It’s getting sour in the citrus capital of the world.
Terms such as “witch hunt” and “mob mentality” were tossed around Santa Paula City Hall chambers on Monday, May 7, as residents lashed out at city officials for the decision to place Police Chief Steve MacKinnon on paid administrative leave.
Citing personnel reasons, City Manager Jaime Fontes has not commented further on why he placed MacKinnon on leave about three weeks ago. City Council members have since denied knowing what sparked Fontes’ decision. But a private investigator, hired in January, allegedly launched a probe into the chief’s personal use of a city car.
The city has released a spreadsheet that shows MacKinnon billed the city $2,184 of personal gasoline purchases for trips to Arizona between April 4, 2010, and Dec. 28, 2011.
MacKinnon was hired in 2005 and his job-offer letter states, “A City vehicle will be provided for your personal use as well as use in the performance of your duties.”
MacKinnon did not receive the $350 monthly car allowance issued to other department heads, which would have totaled $7,000 during the 20-month period in question.
The vast majority of speakers Monday night addressed how the city has blossomed on MacKinnon’s watch. The crime rate has fallen, civic engagement has grown and business has flourished, MacKinnon supporters attested.
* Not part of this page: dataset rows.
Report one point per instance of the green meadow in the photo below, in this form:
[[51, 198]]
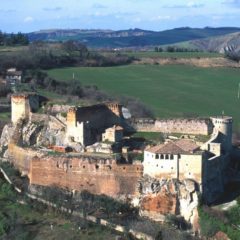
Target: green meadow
[[153, 54], [170, 91]]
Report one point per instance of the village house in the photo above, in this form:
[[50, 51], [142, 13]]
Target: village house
[[174, 160]]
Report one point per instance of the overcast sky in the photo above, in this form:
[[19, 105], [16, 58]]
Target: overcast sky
[[32, 15]]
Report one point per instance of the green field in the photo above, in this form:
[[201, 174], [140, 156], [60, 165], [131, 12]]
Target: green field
[[153, 54], [170, 91]]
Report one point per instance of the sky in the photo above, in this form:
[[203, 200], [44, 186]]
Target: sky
[[33, 15]]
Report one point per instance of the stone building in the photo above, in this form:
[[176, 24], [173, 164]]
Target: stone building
[[23, 104], [13, 76], [113, 134], [183, 159], [86, 125], [174, 160]]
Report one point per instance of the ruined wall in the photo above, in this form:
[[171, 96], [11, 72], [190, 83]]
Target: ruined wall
[[98, 177], [214, 177], [21, 157], [185, 126], [22, 105]]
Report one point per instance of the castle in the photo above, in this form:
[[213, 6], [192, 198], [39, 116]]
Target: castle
[[204, 163]]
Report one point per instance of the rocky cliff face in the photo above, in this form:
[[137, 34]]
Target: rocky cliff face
[[36, 132], [159, 198]]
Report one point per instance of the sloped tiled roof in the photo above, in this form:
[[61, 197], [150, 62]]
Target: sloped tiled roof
[[187, 145], [179, 147]]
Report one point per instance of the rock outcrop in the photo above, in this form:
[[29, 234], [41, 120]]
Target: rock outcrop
[[159, 198]]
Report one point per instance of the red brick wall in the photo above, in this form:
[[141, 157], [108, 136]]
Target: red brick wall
[[106, 177]]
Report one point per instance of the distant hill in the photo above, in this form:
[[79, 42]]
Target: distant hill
[[221, 44], [131, 37]]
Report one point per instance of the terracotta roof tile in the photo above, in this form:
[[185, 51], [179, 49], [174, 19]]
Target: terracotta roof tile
[[187, 145], [179, 147]]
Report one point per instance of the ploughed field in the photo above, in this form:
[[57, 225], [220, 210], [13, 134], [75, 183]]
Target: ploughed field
[[170, 90]]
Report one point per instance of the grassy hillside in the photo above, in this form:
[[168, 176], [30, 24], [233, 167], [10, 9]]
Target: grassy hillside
[[170, 91], [131, 37], [153, 54]]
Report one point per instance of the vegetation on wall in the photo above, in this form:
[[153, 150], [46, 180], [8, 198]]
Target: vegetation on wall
[[13, 39], [213, 221]]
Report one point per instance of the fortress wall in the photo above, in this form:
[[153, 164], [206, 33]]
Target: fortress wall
[[101, 177], [21, 157], [184, 126]]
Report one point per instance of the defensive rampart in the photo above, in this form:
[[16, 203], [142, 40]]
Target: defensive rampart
[[184, 126], [96, 176]]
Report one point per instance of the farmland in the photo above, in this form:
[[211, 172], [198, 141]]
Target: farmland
[[152, 54], [170, 90]]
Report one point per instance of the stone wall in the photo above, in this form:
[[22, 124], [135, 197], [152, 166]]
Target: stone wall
[[185, 166], [22, 105], [21, 157], [184, 126], [96, 176]]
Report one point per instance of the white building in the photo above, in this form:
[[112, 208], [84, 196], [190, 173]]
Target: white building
[[180, 159]]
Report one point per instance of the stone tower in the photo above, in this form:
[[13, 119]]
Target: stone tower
[[72, 117], [77, 131], [223, 126], [116, 108]]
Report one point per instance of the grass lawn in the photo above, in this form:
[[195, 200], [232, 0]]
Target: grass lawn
[[153, 54], [170, 91]]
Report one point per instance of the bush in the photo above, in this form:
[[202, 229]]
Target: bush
[[4, 90]]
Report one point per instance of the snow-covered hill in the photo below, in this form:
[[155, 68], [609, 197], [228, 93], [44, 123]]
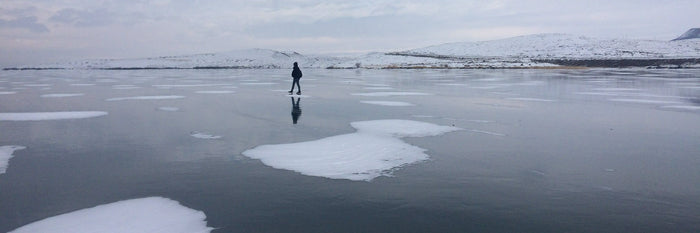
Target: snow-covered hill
[[541, 46], [540, 50]]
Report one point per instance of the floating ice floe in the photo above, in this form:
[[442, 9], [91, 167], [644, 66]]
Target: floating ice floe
[[61, 95], [169, 109], [189, 85], [204, 135], [389, 93], [215, 92], [155, 97], [40, 116], [6, 155], [260, 83], [151, 214], [389, 103], [531, 99], [374, 150], [644, 101], [684, 107]]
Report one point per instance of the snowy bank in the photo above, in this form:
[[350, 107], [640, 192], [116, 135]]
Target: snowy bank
[[152, 214]]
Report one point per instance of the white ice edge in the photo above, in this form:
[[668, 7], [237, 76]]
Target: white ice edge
[[644, 101], [169, 109], [215, 92], [204, 135], [151, 214], [156, 97], [40, 116], [374, 150], [61, 95], [390, 93], [6, 155], [685, 107], [389, 103], [531, 99]]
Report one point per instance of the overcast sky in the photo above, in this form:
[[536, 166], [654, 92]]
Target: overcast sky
[[41, 31]]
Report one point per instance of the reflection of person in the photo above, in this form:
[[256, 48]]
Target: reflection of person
[[296, 110], [296, 74]]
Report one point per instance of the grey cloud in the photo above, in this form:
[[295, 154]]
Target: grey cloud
[[84, 18], [25, 22]]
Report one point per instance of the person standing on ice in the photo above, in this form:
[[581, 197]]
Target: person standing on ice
[[296, 74]]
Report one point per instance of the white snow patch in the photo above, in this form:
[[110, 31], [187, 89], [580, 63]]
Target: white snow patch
[[374, 150], [531, 99], [684, 107], [378, 88], [389, 103], [6, 155], [389, 93], [215, 92], [61, 95], [488, 132], [204, 135], [156, 97], [615, 89], [169, 109], [151, 214], [259, 83], [188, 85], [40, 116], [644, 101]]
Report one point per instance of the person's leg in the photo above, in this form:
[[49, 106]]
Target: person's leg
[[292, 90]]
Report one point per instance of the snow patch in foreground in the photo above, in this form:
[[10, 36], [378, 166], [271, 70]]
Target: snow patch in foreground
[[61, 95], [389, 103], [204, 135], [40, 116], [155, 97], [374, 150], [215, 92], [6, 155], [151, 214], [389, 93]]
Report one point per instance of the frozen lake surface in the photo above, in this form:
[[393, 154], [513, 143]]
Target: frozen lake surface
[[598, 150]]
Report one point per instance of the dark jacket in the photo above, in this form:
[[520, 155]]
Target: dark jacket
[[296, 73]]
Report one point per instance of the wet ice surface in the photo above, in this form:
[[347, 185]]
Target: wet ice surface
[[372, 151], [41, 116], [540, 150], [6, 155], [152, 214]]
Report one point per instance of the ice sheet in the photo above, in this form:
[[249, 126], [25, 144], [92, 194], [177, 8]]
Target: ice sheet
[[215, 92], [151, 214], [61, 95], [169, 109], [155, 97], [374, 150], [389, 103], [40, 116], [644, 101], [201, 135], [531, 99], [389, 93], [6, 155]]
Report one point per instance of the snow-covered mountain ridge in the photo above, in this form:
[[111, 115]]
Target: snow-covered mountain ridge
[[539, 50]]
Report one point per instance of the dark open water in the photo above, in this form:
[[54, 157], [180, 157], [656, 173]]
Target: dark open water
[[541, 150]]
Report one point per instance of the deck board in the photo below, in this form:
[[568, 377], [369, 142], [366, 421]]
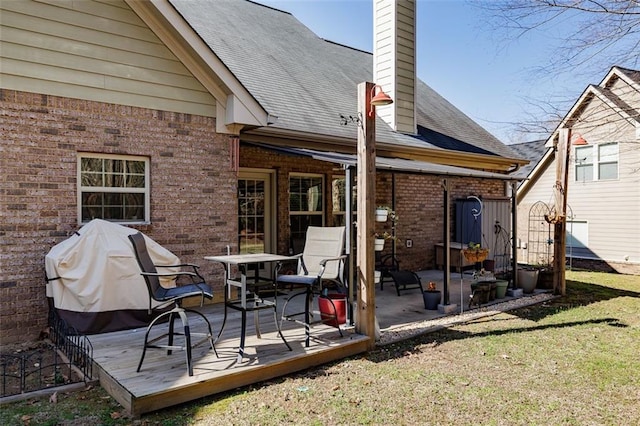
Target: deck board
[[163, 380]]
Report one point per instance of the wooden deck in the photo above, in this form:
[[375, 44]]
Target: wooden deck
[[164, 381]]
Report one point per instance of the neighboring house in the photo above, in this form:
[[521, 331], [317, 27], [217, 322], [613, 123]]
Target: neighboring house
[[204, 125], [603, 188]]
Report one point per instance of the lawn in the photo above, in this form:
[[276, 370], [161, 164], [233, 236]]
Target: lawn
[[573, 360]]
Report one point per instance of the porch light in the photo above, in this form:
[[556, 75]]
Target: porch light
[[580, 141], [378, 99]]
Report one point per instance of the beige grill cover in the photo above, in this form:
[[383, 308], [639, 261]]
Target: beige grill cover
[[94, 279]]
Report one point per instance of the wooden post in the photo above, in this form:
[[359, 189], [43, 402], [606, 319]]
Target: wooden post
[[366, 186], [563, 150]]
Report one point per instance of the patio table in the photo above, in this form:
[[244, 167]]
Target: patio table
[[245, 302]]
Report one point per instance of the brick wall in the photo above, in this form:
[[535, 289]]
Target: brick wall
[[193, 190], [419, 202]]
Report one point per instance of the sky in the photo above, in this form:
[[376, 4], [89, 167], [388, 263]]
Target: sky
[[486, 73]]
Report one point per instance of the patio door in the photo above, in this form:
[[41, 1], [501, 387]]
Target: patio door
[[256, 213]]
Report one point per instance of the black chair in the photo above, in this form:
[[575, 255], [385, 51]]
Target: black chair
[[321, 260], [171, 297], [406, 280]]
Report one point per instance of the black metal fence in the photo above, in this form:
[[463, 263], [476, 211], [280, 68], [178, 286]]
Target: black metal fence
[[42, 366]]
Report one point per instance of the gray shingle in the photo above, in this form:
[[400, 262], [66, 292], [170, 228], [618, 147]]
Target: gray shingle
[[307, 81]]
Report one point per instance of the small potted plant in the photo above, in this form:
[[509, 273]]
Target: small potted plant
[[382, 213], [474, 252], [431, 297], [380, 239]]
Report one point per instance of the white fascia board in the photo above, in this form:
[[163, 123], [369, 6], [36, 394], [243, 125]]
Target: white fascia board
[[215, 76], [543, 164], [617, 72], [554, 135]]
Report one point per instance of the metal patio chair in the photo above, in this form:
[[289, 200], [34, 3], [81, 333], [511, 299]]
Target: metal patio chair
[[321, 261], [171, 297]]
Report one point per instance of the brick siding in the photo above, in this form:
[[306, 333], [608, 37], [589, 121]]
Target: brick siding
[[193, 189], [419, 202], [193, 192]]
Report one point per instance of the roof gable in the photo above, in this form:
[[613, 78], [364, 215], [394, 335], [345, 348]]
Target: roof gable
[[308, 82]]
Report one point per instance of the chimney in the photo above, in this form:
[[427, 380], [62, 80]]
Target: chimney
[[394, 61]]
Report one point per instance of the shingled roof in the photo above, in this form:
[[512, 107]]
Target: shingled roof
[[308, 82]]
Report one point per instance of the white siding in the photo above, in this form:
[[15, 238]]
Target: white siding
[[97, 51], [611, 208], [394, 61]]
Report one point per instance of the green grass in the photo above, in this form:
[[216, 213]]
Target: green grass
[[571, 361]]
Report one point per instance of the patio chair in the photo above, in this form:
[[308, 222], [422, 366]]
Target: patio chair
[[320, 262], [406, 280], [171, 297]]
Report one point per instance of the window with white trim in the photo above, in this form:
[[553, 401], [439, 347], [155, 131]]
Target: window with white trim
[[306, 206], [113, 188], [608, 161], [599, 162]]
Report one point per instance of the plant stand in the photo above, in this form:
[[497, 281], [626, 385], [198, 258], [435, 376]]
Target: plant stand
[[527, 279]]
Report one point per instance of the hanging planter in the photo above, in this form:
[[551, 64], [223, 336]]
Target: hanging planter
[[474, 253], [382, 214]]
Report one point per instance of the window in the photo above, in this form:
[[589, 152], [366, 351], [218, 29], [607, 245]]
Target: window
[[584, 163], [113, 187], [577, 234], [305, 206], [598, 162], [608, 161]]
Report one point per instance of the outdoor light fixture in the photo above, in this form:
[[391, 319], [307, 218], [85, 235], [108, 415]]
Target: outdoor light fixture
[[580, 141], [379, 99]]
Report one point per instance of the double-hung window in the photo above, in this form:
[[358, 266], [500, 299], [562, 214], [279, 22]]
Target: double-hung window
[[306, 206], [599, 162], [113, 187]]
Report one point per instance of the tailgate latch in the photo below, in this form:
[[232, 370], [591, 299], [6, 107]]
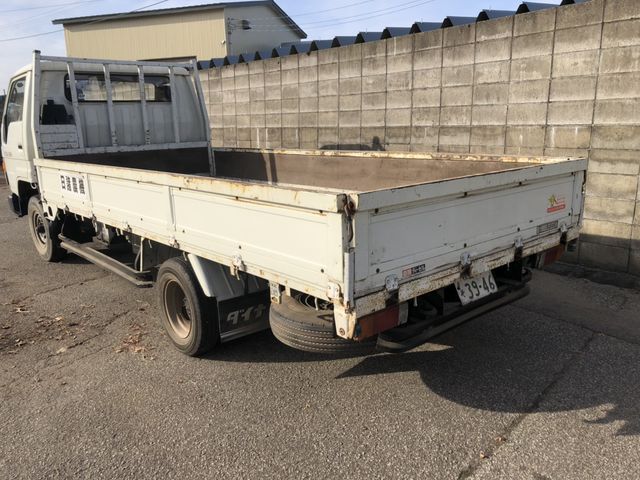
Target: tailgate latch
[[391, 283]]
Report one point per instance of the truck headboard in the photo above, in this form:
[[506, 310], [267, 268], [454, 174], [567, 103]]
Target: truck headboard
[[101, 106]]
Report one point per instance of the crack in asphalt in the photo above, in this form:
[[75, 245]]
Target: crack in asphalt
[[63, 364], [58, 287], [503, 436]]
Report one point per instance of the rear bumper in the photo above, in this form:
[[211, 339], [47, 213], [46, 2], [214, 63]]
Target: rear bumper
[[15, 205], [404, 338]]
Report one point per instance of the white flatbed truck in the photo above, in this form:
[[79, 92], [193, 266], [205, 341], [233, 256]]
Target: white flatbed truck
[[336, 251]]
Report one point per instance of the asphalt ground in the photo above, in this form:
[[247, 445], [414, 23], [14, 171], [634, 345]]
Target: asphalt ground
[[546, 388]]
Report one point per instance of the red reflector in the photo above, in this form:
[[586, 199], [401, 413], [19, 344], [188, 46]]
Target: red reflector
[[377, 322]]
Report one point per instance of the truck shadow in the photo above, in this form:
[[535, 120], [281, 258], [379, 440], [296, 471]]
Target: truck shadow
[[498, 364]]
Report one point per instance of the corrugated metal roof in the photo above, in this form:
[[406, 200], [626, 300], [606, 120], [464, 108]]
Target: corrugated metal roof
[[485, 15], [457, 21], [364, 37], [321, 44], [526, 7], [391, 32], [341, 41], [192, 8], [420, 27]]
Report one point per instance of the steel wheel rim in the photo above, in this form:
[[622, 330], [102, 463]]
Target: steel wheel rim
[[178, 309], [39, 228]]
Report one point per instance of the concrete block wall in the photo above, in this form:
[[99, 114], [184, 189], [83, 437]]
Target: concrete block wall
[[559, 82]]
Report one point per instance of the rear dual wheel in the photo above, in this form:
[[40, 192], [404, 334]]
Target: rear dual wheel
[[306, 323], [44, 232], [188, 316]]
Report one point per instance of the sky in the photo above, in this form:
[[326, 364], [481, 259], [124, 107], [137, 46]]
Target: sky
[[320, 20]]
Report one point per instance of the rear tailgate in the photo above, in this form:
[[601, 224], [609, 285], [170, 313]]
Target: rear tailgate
[[407, 234]]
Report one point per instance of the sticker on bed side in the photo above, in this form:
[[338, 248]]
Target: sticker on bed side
[[556, 203], [75, 185], [410, 272]]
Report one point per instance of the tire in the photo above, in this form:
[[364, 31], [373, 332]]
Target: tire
[[44, 233], [188, 316], [304, 328]]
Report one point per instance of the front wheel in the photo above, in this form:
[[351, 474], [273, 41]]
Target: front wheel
[[44, 232], [188, 316]]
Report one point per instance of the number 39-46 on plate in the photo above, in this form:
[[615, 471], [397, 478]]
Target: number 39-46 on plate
[[475, 288]]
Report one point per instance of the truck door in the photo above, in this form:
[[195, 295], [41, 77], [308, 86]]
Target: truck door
[[13, 148]]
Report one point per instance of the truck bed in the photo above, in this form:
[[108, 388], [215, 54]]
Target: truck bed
[[349, 224]]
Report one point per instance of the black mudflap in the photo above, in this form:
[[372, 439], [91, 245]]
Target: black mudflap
[[243, 315]]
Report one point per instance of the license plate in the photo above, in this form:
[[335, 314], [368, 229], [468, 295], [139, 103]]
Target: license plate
[[475, 288]]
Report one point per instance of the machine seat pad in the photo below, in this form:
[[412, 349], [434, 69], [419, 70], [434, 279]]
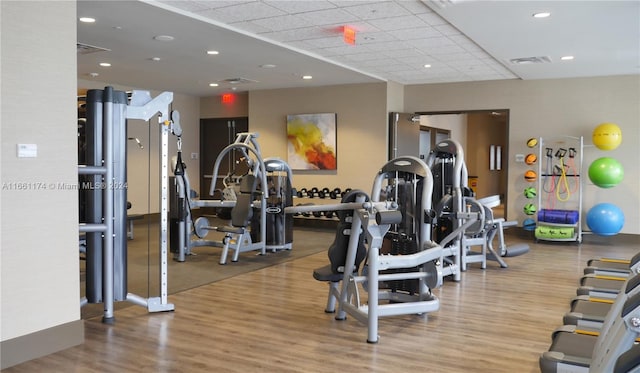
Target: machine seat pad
[[326, 274], [229, 229]]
The investigation is a waste of taxpayers’ money and could have been handled internally, many of the speakers said.
“I’m greatly concerned about the response of both the City Council and city manager. You were obviously caught unaware about a concern or question about the use of a car by the chief,” said Mary Ann Krause, former mayor of Santa Paula, who was also interviewed by the investigator about the chief’s car use. “That’s understandable, but over the couple of years the city manager has been here, he has had the opportunity to meet the department heads and he should have done personnel reviews during that time to be familiar with the terms of his chief department heads’ terms of employment.”
Mayor Bob Gonzalez, who retired as police chief in 2005, attempted to cut off Krause by saying he had mistakenly allowed the previous speakers five minutes to address the Council and it would now be shortened to three minutes. The crowd booed Gonzales, and Krause continued to say that any attempt to show the community that MacKinnon has not been doing his job is not going to be accepted by the community because “They know he is pulling shifts during the night in order to avoid paying overtime. . . . They respect the work he is doing very much and are very glad that someone is finally getting the work done in Santa Paula.”
“I’ve never seen a leader as energetic, as creative, as hard working as Chief MacKinnon,” said Betsy Blanchard Chess. “The real Santa Paula is better than this. Please stop what appears to be a tawdry little witch hunt, and reinstate the chief.”
Two speakers during the hour-long public comment period supported the city manager’s decision to place MacKinnon on leave. Andrew Castaneda said there is likely more to the investigation than the public is aware of and encouraged the Council not to give in to the “mob mentality” of MacKinnon supporters.
Resident Larry Sagely, speaking for what he called “the silent majority,” complimented the city manager on doing his job and said, “I know you all (Council members) have had to deal with problems created by former city managers, former City Council and mayor. I know that many of you, in the whole time you’ve been here, have had to straighten out that mess.”
Sagely added that perhaps Fontes is in the line of fire because he is Latino. “Could there be a degree of racism going on here?” he asked. The crowd jeered, and Sagely exited City Hall.
Though the investigation has been completed, city officials have not announced a hearing date regarding the results.